Prudential closes $2.6bn longevity reinsurance deals in pre-Brexit rush
Prudential Retirement, a unit of Prudential Financial, has completed approximately $2.6 billion in previously undisclosed longevity reinsurance contracts, assuming the longevity risks of about 16,000 pensioners, ahead of Brexit.
Prudential said the transactions highlights an "unprecedented start to the 2019 UK pension risk transfer market".
According to the company, the UK pension risk transfer market experienced a rush at the start of this year to finalise the de-risking agreements prior to the original March 29 Brexit deadline.
Now that the Brexit deadline has been extended until late October, pensions that have not yet transacted have an unexpected window to move forward and de-risk.

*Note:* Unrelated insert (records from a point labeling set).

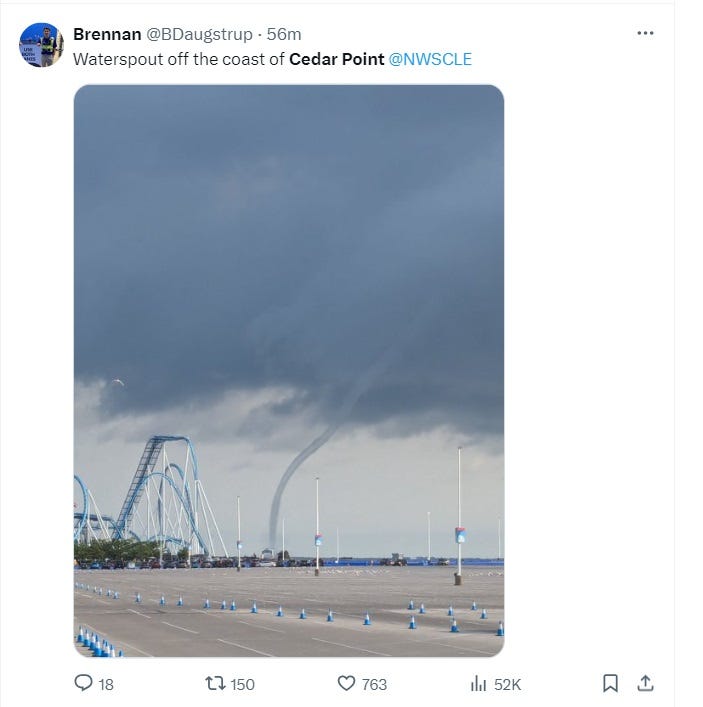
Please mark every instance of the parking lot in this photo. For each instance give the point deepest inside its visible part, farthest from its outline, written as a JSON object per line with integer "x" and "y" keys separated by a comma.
{"x": 258, "y": 611}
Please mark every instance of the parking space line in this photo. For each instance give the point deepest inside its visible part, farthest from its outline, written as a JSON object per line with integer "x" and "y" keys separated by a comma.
{"x": 246, "y": 648}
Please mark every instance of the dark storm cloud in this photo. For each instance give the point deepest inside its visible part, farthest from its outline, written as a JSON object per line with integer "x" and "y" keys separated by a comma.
{"x": 239, "y": 237}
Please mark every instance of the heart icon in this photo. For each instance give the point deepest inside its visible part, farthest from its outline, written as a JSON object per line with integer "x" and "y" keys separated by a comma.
{"x": 346, "y": 682}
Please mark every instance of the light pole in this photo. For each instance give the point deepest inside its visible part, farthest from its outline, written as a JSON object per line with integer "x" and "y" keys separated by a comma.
{"x": 318, "y": 537}
{"x": 429, "y": 542}
{"x": 460, "y": 530}
{"x": 239, "y": 539}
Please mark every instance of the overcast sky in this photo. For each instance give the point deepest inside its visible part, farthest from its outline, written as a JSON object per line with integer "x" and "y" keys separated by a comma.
{"x": 263, "y": 266}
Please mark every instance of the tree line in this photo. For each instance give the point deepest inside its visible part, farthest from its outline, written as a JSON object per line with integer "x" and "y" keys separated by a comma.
{"x": 119, "y": 551}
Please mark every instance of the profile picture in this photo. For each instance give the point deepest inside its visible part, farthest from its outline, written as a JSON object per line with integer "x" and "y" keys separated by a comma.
{"x": 41, "y": 44}
{"x": 288, "y": 371}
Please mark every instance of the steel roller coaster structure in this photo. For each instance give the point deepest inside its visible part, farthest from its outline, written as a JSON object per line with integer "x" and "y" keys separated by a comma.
{"x": 165, "y": 502}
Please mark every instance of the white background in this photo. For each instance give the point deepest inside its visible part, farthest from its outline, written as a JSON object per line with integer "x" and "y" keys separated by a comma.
{"x": 590, "y": 352}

“Pension schemes that can afford to de-risk have raced forward in the opening months of 2019, taking advantage of the window before Brexit to reduce their risks and lock in gains,” said Amy Kessler, head of longevity reinsurance at Prudential Financial.
“Brexit brings increasing levels of uncertainty that could wash away recent market gains and funding improvements, putting de-risking out of reach for those with lower hedge ratios. But with funding at the highest levels in a decade, pensions are de-risking at an unprecedented pace,” Kessler added.
Christian Ercole, vice president at Prudential Financial, added: “Another impetus to de-risk is the notable decline in U.K. mortality rates during the last 10 months. The resulting level of market activity favours insurers and reinsurers who have invested in their pricing and analytics teams, and it also favours pension funds that come prepared with credible and complete data.”